Richard caught a glimpse of the grumpy old man, one of the two Viscachas who live over the clean room. When last we saw them, they had just been caught breaking and entering the ASB to steal bananas, and the last update I got was “the problem has been dealt with”. I was worried! But the VisAO mascot appears safe, sound, and as grumpy as ever.

Vizzy appears to be alive and well.

It Begins: Clio Unpacking

The invasion of LCO has begun. A scouting party consisting of Manny Montoya and Richard Sosa arrived this weekend and began unpacking the Clio2 infrared camera. Here is their report:

Day 1: “Clio was unpacked yesterday morning and we confirmed that nothing was damaged in shipping. Clio was put on the vacuum pump and we confirmed that we had not lost vacuum. The electronics rack and other stuff was unpacked and accounted for. The electronics rack cabling was tied down a little more securely since this was not possible before it left Tucson, and we also confirmed that nothing had broken during shipping. One thing that did get a little tweaked was the monitor and keyboard support to rack were bent. We straightened them out and put nuts behind it to make it more secure. The rack was then plugged into Clio and the computer, temp. controller, motor control were all tested, checking both the physical conection and through the runclio command on the gui. We then plugged into the network, it was not working so Emilio helped us with the vlan connection.”

Manny checking out Clio2 in the cleanroom.

Day2: “This morning we took the ring up to the telescope and confirmed that it fit on the MagAO NAS. We also checked the flower box to window measurements, we still have to check these with Clio to confirm there are no collision points, but the ring did fit. After the ring was confirmed to fit, we took it back down and put Clio2 and its cart together. This afternoon we are moving everthing into the clean room to prepare for cooling of Clio2 tommorow.”

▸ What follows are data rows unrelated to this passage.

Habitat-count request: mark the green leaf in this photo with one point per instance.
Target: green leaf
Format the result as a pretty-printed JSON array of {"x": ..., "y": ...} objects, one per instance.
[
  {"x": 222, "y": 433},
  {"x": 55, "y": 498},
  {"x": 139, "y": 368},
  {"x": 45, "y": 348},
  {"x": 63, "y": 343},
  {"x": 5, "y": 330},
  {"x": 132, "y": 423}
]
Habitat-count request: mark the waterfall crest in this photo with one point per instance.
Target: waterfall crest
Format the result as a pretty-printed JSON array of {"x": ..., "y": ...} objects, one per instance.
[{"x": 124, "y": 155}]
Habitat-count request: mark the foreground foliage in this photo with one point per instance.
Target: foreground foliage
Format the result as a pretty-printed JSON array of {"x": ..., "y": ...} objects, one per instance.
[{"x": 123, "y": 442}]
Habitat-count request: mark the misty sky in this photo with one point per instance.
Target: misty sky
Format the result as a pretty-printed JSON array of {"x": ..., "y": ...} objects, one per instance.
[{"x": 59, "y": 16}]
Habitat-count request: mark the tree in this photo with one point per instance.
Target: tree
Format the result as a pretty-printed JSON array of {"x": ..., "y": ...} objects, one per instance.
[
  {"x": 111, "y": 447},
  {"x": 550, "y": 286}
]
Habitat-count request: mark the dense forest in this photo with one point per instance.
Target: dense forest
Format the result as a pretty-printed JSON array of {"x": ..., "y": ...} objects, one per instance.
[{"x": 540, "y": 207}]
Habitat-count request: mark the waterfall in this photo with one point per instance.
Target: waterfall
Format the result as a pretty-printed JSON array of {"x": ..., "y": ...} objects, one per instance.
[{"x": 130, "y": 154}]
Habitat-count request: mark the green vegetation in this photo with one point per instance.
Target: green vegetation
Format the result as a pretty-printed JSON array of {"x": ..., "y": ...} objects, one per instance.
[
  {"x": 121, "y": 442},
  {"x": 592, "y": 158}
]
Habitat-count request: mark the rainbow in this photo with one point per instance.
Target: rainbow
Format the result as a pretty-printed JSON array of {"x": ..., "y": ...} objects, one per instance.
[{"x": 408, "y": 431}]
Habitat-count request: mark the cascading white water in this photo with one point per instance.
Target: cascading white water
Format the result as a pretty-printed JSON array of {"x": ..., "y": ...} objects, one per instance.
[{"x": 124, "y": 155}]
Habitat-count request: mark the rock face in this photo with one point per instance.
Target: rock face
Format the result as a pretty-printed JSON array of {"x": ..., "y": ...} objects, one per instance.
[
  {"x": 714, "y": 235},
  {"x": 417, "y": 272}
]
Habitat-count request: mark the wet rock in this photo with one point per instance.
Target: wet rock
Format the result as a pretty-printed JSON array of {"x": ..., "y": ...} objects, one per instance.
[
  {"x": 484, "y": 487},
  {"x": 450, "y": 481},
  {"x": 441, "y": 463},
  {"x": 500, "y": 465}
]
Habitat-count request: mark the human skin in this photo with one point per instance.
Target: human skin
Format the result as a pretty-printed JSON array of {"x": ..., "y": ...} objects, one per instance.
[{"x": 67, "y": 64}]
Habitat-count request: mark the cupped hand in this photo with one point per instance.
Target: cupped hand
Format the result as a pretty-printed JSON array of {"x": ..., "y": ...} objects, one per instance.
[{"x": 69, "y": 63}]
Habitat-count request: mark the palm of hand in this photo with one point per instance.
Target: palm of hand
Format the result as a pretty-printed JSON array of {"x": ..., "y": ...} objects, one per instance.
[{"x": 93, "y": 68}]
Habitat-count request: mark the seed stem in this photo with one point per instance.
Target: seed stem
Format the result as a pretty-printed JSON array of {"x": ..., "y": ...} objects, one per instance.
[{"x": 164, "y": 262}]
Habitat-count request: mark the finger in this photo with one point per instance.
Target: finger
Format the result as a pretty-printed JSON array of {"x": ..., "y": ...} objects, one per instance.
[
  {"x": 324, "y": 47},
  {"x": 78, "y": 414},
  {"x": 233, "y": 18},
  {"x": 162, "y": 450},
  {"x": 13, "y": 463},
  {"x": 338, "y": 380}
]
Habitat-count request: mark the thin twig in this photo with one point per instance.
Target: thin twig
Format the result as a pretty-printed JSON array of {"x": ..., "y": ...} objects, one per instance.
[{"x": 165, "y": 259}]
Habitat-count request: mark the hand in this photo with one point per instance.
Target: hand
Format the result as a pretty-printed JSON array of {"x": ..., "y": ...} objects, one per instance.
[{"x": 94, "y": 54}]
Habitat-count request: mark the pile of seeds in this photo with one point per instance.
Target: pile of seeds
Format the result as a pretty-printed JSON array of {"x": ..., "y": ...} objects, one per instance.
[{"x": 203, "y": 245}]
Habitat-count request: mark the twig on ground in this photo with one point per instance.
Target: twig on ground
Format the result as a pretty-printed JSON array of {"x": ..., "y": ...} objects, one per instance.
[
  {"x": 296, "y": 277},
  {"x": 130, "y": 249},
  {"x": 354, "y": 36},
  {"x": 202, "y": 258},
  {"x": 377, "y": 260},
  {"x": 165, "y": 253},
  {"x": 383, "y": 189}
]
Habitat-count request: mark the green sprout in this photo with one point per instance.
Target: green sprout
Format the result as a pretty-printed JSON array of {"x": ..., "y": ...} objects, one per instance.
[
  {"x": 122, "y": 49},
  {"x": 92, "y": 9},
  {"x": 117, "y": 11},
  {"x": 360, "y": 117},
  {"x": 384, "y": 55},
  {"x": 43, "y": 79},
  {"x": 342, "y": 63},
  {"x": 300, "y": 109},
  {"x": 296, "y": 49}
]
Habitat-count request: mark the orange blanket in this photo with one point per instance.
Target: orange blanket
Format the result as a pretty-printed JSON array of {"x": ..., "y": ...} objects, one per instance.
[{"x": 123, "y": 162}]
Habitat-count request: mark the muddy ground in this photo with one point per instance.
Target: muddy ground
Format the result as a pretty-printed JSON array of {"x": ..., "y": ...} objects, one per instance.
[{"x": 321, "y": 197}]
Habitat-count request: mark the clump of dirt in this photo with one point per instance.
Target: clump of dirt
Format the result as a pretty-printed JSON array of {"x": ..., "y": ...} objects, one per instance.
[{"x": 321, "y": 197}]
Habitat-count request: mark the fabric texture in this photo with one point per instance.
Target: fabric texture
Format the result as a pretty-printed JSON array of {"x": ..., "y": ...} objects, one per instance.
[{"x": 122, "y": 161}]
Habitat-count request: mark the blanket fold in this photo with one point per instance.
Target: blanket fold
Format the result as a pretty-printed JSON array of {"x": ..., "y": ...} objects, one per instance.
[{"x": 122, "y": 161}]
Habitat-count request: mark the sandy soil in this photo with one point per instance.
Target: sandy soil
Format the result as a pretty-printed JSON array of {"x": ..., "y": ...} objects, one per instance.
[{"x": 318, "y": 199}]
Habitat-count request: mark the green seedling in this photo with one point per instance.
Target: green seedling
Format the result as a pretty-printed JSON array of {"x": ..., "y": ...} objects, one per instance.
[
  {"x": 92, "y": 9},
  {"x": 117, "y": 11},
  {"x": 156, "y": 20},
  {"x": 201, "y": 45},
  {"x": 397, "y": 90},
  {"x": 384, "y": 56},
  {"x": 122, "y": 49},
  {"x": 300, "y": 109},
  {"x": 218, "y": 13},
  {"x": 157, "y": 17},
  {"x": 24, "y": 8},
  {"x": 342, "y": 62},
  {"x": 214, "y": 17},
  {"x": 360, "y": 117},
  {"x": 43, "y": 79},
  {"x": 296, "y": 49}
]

Richard checks that the Clio2 mounting ring fits. It's nice when we drill the holes in the right place the first time.
Proof that this is actually happening at LCO. Clay and Baade behind Manny as he escorts the ring back down to the clean room.
Clio2 and the mounting ring being mated.
Clio2 all ready to go. Just needs a cooldown.

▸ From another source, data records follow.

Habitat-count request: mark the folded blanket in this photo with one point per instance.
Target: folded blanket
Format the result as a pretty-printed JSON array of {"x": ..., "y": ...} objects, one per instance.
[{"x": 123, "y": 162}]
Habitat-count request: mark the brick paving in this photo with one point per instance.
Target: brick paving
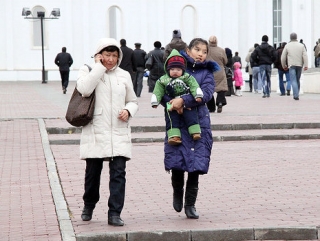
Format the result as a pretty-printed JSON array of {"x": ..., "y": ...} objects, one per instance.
[{"x": 250, "y": 185}]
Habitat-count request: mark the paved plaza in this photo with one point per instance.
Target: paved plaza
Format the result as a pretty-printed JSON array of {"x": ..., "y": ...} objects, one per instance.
[{"x": 263, "y": 181}]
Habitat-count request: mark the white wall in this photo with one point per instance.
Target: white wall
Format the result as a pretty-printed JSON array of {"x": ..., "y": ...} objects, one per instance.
[{"x": 238, "y": 24}]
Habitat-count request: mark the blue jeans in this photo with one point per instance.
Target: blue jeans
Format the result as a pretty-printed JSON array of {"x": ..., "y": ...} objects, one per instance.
[
  {"x": 295, "y": 74},
  {"x": 265, "y": 71},
  {"x": 281, "y": 83},
  {"x": 256, "y": 78},
  {"x": 117, "y": 183}
]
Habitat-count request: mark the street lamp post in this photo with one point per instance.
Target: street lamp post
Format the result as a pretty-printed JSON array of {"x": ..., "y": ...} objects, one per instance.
[{"x": 41, "y": 15}]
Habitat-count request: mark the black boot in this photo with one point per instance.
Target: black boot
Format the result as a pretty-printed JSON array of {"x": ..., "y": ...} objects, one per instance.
[
  {"x": 178, "y": 199},
  {"x": 86, "y": 214},
  {"x": 190, "y": 200},
  {"x": 177, "y": 194}
]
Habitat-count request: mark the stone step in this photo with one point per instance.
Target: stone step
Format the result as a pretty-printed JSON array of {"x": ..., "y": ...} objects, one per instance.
[
  {"x": 73, "y": 138},
  {"x": 257, "y": 126}
]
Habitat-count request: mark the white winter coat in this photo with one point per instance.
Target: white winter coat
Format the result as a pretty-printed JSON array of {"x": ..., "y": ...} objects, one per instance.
[{"x": 107, "y": 136}]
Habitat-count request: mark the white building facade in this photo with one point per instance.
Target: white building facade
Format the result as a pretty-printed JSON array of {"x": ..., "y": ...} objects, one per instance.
[{"x": 238, "y": 24}]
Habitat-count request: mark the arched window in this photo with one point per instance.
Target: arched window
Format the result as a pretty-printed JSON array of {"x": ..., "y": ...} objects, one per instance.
[
  {"x": 189, "y": 23},
  {"x": 277, "y": 22},
  {"x": 115, "y": 23},
  {"x": 37, "y": 28}
]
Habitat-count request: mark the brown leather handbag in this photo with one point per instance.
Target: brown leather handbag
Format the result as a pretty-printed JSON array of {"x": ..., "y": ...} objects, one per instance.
[{"x": 80, "y": 109}]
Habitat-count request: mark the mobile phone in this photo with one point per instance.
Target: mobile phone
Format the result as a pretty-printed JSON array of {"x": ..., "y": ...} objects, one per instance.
[{"x": 168, "y": 106}]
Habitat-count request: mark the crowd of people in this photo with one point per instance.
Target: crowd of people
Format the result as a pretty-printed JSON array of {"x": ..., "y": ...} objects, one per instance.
[
  {"x": 289, "y": 58},
  {"x": 182, "y": 79}
]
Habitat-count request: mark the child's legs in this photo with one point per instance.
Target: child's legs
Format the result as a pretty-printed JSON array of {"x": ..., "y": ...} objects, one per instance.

Stay tuned for more MagAO action.

Steel Toe Terabytes

Preparations continue for the invasion of LCO.  When we’re not sitting around arguing about clouds and chemistry in an exoplanet atmosphere, we’re discussing how to replace a relief valve without draining our cooling system.   Some of this week’s worries included: how are we going to get all of this data home?

 

Eighteen terabytes of storage, ready to go. This is really so we can have 2 copies of 9 TB. We're so paranoid that we're going to send these home on different planes.

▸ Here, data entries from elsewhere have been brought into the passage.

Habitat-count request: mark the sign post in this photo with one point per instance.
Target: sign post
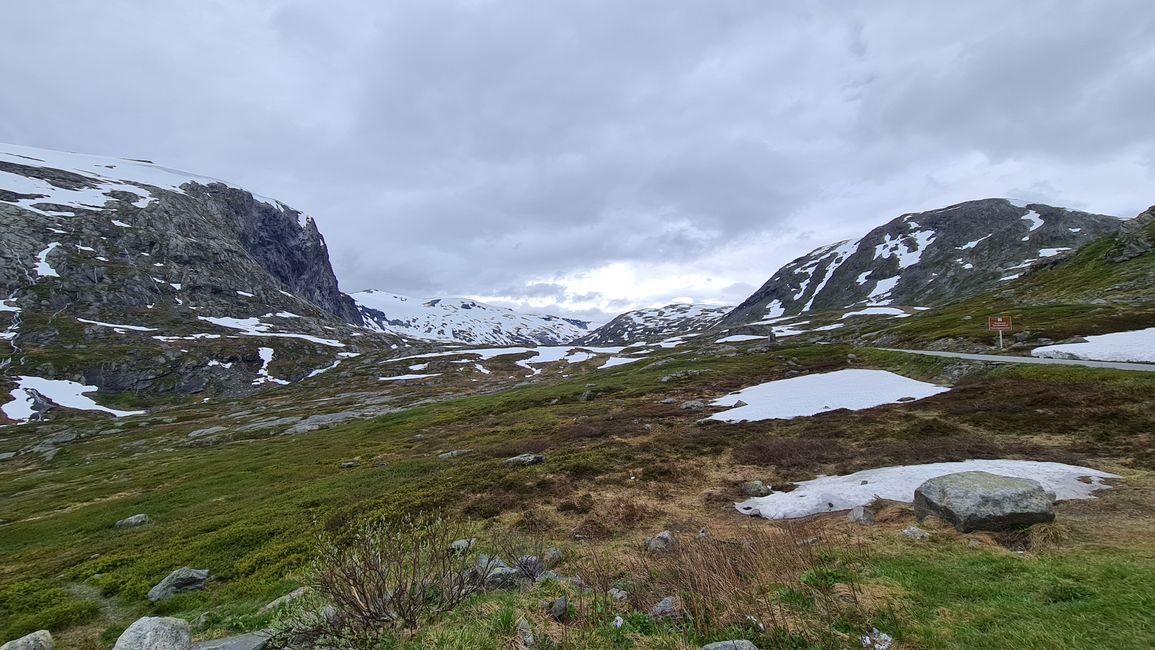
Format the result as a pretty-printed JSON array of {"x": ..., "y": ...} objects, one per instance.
[{"x": 999, "y": 325}]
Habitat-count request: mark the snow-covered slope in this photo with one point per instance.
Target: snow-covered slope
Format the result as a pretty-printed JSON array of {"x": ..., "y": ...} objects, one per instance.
[
  {"x": 462, "y": 320},
  {"x": 655, "y": 322},
  {"x": 924, "y": 258}
]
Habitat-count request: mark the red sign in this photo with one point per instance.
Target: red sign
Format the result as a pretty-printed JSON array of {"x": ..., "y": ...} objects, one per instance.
[{"x": 998, "y": 323}]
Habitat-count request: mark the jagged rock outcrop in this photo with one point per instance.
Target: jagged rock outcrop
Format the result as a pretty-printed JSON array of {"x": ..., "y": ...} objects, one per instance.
[
  {"x": 655, "y": 323},
  {"x": 922, "y": 259}
]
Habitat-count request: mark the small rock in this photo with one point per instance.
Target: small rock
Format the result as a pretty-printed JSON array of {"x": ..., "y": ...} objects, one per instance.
[
  {"x": 526, "y": 460},
  {"x": 134, "y": 521},
  {"x": 660, "y": 543},
  {"x": 36, "y": 641},
  {"x": 667, "y": 609},
  {"x": 559, "y": 609},
  {"x": 859, "y": 515},
  {"x": 526, "y": 634},
  {"x": 180, "y": 580},
  {"x": 916, "y": 533},
  {"x": 156, "y": 633},
  {"x": 755, "y": 488},
  {"x": 737, "y": 644}
]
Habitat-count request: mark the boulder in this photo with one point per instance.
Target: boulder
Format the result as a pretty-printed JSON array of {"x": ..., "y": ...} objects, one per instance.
[
  {"x": 36, "y": 641},
  {"x": 660, "y": 543},
  {"x": 180, "y": 580},
  {"x": 984, "y": 501},
  {"x": 526, "y": 460},
  {"x": 156, "y": 633},
  {"x": 737, "y": 644},
  {"x": 134, "y": 521}
]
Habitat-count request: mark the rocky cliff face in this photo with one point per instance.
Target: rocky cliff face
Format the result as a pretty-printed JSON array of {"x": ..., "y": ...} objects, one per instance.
[
  {"x": 133, "y": 277},
  {"x": 926, "y": 258},
  {"x": 655, "y": 323},
  {"x": 462, "y": 320}
]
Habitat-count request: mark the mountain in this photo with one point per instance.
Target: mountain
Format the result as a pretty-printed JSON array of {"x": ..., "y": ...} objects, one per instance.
[
  {"x": 461, "y": 320},
  {"x": 926, "y": 258},
  {"x": 654, "y": 323},
  {"x": 139, "y": 278}
]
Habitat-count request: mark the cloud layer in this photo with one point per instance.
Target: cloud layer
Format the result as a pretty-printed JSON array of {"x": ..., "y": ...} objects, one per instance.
[{"x": 590, "y": 157}]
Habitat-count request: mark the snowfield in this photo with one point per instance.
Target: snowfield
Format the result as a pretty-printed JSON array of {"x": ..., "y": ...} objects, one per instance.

We also have to start getting safe, for safety’s sake. The NAS weighs 1800 lbs (at least that’s what Alan wrote on it with a Sharpie), and that might hurt if we drop it, so those of us who work in the dome have to have steel toed shoes.

Safety shoes come in all sorts of styles these days. This is what you buy if you're really a software nerd, and just masquerade as a crane operator.

MagAO’s First PhD and Newest Member

Now that telescope proposals are submitted we return to our regularly scheduled programming.  Our first order of business is to belatedly congratulate Dr. Derek Kopon, the Magellan AO Project’s first PhD.  Derek is off to Heidelberg to help with the LINC-NIRVANA interferometer, but he’ll still be working on MagAO.

 

We also welcome our newest team member, Ya-Lin Wu.  Ya-Lin is a first year graduate student at Steward and is helping us develop data pipelines to manage the huge amount of 1s and 0s we produce on a nightly basis.

 

We head back to LCO to prepare for first light in exactly one month.  Time to start paying attention again.

Days without a motherboard failure: 53

WFS Readnoise

While the NAS was mounted on the telescope we took a quick set of readnoise measurements with the CCD39. Here are the results. The only major caveat is that the telescope was not tracking, so we didn’t test whether the drives have any impact. Otherwise, this is the most realistic set of RON measurements we have taken to date. We are very happy with the results, especially the 156kHz 3.8 electrons. This number essentially sets the limit to how faint our guide star can be, so keeping it low is important.

Pixel Rate (kHz) Frame Rate (fps) RON (e-)
156 80 3.8
400 197 5.8
900 893 8.4
2500 1053 10.2

Note: these are determined using the actual gains from Scimeasure, rather than assuming 0.5. This can cause as much as an 8% difference.